The meal moved slowly on to the main event, brought ceremoniously to the table in a deep iron casserole: a stew of wild boar, almost black with wine and blood-thickened gravy, accompanied by a gratin of cheese and potatoes and a further topping-up of Châteauneuf. Christie looked with dismay at the steaming plateful put in front of her, enough for an entire pack of famished dogs. Max loosened his belt. The Roussels attacked their food with undiminished enthusiasm.

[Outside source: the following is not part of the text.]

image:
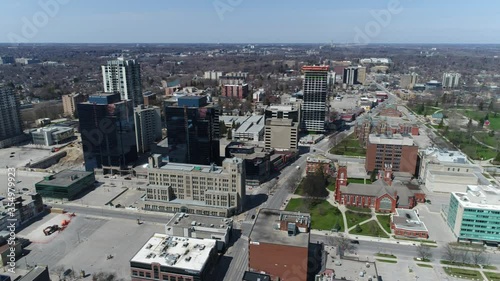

There were, inevitably, second helpings. There was cheese. There were great wedges of tarte aux pommes, shiny with glaze. And finally, with the coffee and diamond-shaped almond biscuits, there was a compulsory snifter of Roussel’s venomous homemade marc.
By this time, Christie was anesthetized. She had arrived at that stage of overeating reached by certain species prior to hibernation and was barely capable of movement or thought, conscious only of an instinct to curl up in a quiet, dark place. Max was little better, and even Roussel had begun to show signs of wear, making only a token effort to persuade them into another glass of marc.
It had been, as Max assured Madame Roussel on the doorstep, a memorable evening. After a round of kissing and handshaking, he steered an unsteady Christie across the terrace and folded her into the car.